J'ai découvert Jean-Philippe Blondel il y a des années grâce à un concours organisé par le blog To the happy few (l'autrice Angéla Morelli désormais). Je vous parle d'un temps que les moins de 20 ans ne peuvent pas connaître, celui des blogs littéraires, où les réseaux sociaux tels que Facebook ou Instagram n'existaient pas … ou étaient encore peu utilisés. J'avais gagné à l'époque sur le blog d'Angela donc, plusieurs romans de Jean-Philippe Blondel. Je lis très peu de contemporains (comme vous le savez) mais cet auteur fait partie de ceux que j'aime bien. Je grignote les 5 romans reçus en cadeau au fur et a mesure des années et je les savoure.
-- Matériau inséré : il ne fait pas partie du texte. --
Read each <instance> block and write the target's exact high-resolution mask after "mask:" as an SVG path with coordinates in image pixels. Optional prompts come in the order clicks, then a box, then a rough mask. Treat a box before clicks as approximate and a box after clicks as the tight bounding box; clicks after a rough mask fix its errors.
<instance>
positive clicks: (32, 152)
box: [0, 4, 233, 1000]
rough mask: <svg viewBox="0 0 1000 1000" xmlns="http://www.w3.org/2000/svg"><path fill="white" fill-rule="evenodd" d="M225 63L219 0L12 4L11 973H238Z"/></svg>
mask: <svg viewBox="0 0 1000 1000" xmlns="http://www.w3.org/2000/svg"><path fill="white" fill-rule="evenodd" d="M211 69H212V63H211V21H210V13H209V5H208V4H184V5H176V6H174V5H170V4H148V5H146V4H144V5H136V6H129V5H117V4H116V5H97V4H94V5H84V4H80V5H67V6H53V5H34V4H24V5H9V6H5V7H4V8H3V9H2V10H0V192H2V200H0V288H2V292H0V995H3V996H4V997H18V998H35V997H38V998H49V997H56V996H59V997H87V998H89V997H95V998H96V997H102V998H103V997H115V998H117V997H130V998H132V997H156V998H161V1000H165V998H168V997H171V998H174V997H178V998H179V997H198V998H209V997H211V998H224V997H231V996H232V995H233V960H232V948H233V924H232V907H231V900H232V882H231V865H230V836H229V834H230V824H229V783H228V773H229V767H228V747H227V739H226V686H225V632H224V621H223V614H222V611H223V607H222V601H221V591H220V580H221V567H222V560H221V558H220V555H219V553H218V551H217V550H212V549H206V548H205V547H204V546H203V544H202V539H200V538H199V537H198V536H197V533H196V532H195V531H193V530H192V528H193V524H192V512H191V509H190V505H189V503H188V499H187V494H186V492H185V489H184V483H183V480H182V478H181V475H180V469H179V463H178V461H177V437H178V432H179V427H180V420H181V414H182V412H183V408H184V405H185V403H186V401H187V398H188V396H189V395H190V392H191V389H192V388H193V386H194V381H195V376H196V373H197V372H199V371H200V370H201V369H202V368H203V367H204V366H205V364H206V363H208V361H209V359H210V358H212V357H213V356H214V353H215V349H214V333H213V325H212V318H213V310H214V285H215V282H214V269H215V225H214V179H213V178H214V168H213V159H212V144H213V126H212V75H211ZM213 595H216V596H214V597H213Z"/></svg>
Rien de transcendant mais c'est bien écrit, émouvant et juste.

Je dois reconnaître cependant que Passage du gué est celui que j'ai le moins aimé jusqu'à maintenant. Plus dur, plus cru, j'ai préféré la poésie de ces autres textes (tous chroniqués sur le blog). Cependant, il est pertinent et complexe. Blondel écrit vrai et c'est ce que j'aime chez lui. Il écrit sur la vie et les gens avec vérité et sans jugement.

Nous suivons un couple en plein drame qui se relèvera grâce à l'amitié d'un jeune homme, croisé un jour. Il s'offrira à ce couple, sans rien demander en retour, seulement le temps que ce duo se redresse et reprenne leur vie. 

Bien sûr en tant que maman ce texte m'a beaucoup émue. J'ai souvent eu le cœur serré. Même si je n'ai pas toujours compris et accepté les choix et les liens qui se nouaient entre les personnages, j'ai lu leur histoire sans les juger. Je ne sais pas comment j'aurai vécu un drame comme celui-là. J'ai assisté avec émotion, incompréhension parfois mais toujours avec respect. 

Un auteur à découvrir. Il ne me reste plus qu'un roman de lui, Juke box. Je serai heureuse de le retrouver. 

Je vous offre un passage du roman qui m'a énormément touchée. A en avoir le cœur au bord des lèvres. L'héroïne se promène dans la forêt et imagine son petit garçon à ses côtés. Cette sensation "d'enfant fantasmé" a eu des échos très personnels en moi. 

" Je suis allée me promener avec Pierre, bien sûr. Je lui montrais tout ce qu'il devait retenir pour sa vie future, le parfum des fleurs dans les sous-bois, le coassement paresseux des grenouilles, les différents troncs des arbres et leurs écorces, les traces du passage des animaux, le bruit du vent dans les cimes. Je lui parlais à voix haute. Je voulais que, plus tard, il se souvienne, comme Fred se souvient de ses promenades avec sa mère. Je le tenais par la main. Je sais. Personne ne peut comprendre ça. Pourtant, je le tenais par la main, je sentais sa main dans la mienne et, au fur et a mesure que nous gravissions le sentier, elle grandissait, elle se faisait plus calleuse, une main d'homme que je ne reconnais pas toujours, et pourtant la douceur était la même, c'était ma propre main qui changeait, la peau se fripait, les rides s'entrecroisaient dans des figures de plus en plus complexes, les rhumatismes vrillaient les articulations, les os adoptaient des postures étranges, ma main de vieille dame dans celle de mon fils adulte. "

(Passage du gué, Jean_Philippe Blondel)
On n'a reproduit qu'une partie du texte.